93-Year-Old World War II Vet Will Reunite With His Wartime Sweetheart After 7 Decades Apart
A 93-year-old World War II veteran will be flown free of charge to Australia, where he will reunite with his wartime girlfriend.
Thanks to the kindness of strangers, a 93-year-old American veteran will be reunited with his girlfriend from World War II after a separation that spanned continents and seven decades.
Norwood Thomas will fly next month, free of charge, to Australia, where he will visit his former wartime sweetheart Joyce Morris, who is 88.
Ever since a November story appeared in The Virginian-Pilot about Thomas having a joyous Skype conversation with Morris after 70 years apart, donations have poured in.
Thomas lives on a fixed income in Virginia. Morris, whose eyesight is declining, lives in Adelaide, where she moved with her husband after the end of World War II.
His wife and her husband are gone. But the living, former sweethearts wanted to see each other again after all these years.

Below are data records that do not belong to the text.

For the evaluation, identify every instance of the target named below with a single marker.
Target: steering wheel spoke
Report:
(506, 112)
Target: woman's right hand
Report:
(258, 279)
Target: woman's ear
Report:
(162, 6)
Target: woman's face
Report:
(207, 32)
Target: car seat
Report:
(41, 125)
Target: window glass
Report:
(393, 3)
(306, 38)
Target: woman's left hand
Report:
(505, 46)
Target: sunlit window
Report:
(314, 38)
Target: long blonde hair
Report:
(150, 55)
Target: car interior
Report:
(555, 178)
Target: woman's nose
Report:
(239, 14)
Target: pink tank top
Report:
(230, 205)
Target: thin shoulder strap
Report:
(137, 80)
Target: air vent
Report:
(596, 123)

Now they shall.
About $7,500 has been donated thus far and Air New Zealand provided two tickets for Thomas and his son, Steve, who is his caregiver.
Asked by INSIDED EDITION Wednesday if he was excited about the upcoming reunion, Thomas replied, "A bit."

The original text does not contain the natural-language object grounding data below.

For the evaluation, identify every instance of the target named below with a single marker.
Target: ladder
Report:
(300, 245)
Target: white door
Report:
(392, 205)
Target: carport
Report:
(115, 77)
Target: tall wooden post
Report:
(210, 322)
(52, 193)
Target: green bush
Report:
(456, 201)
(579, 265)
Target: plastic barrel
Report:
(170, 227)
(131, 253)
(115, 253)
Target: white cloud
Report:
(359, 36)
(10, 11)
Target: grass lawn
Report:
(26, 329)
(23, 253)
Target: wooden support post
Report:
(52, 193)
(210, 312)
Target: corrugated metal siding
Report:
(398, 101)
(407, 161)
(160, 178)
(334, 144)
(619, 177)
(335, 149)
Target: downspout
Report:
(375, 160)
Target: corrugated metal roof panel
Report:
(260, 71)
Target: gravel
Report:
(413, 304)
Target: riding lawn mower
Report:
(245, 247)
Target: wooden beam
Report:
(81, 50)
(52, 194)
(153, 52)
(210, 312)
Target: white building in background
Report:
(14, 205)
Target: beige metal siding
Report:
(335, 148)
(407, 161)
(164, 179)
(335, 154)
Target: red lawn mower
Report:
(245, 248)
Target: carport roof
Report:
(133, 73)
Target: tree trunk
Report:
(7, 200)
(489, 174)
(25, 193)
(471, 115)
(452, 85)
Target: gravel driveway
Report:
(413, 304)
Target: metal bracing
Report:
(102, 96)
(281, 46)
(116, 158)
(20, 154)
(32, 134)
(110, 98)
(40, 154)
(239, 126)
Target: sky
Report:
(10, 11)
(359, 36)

"Not nervous. Nothing to be nervous about," he answered.
He was a parachutist with the 101st Airborne when he went to Britain. He had signed up to fight Hitler in 1942 at the age of 19.

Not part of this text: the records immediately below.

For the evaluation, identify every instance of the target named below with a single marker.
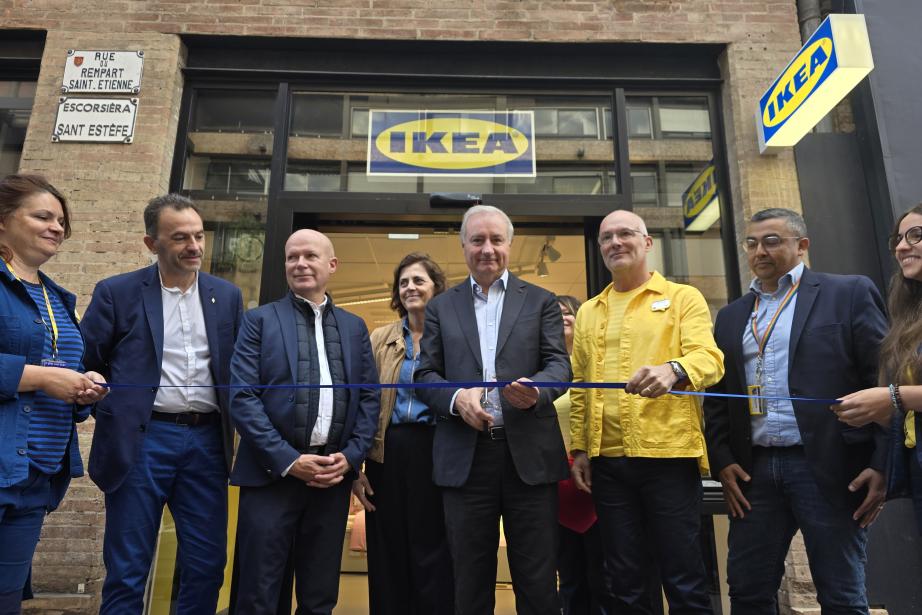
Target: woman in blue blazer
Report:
(43, 390)
(897, 403)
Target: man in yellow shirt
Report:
(638, 450)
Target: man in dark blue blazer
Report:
(299, 447)
(496, 453)
(789, 465)
(164, 326)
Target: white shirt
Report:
(321, 431)
(186, 355)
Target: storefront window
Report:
(671, 155)
(227, 174)
(15, 107)
(328, 145)
(668, 117)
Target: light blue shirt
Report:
(407, 407)
(488, 310)
(777, 427)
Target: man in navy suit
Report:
(789, 465)
(299, 447)
(497, 452)
(164, 326)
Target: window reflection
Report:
(15, 108)
(328, 144)
(233, 111)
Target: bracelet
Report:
(895, 398)
(899, 398)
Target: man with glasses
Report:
(638, 450)
(497, 452)
(789, 464)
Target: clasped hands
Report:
(468, 407)
(321, 471)
(73, 387)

He and a buddy were in a London suburb, on a bridge overlooking the Thames, when they spied two young women "down on the river in a boat," he told IE. "So my friend and I walked down and suggested we rent two boats, so they could row us around for a while," he said.
That line really worked?
"Apparently so," he said, and chuckled.
"From there it developed into something much more intense," he said, providing no details, as befits a southern gentleman.
They went their separate ways after Thomas shipped out. Both married. Life went on.
In Australia, Thomas plans to visit museums with his old love. There will be much to talk about. The plane journey will be long, but "it won't be hard, because it's first class," he said, and chuckled again.
"I'll just take it as comes," he said. "I've found that is the way to get through most of life."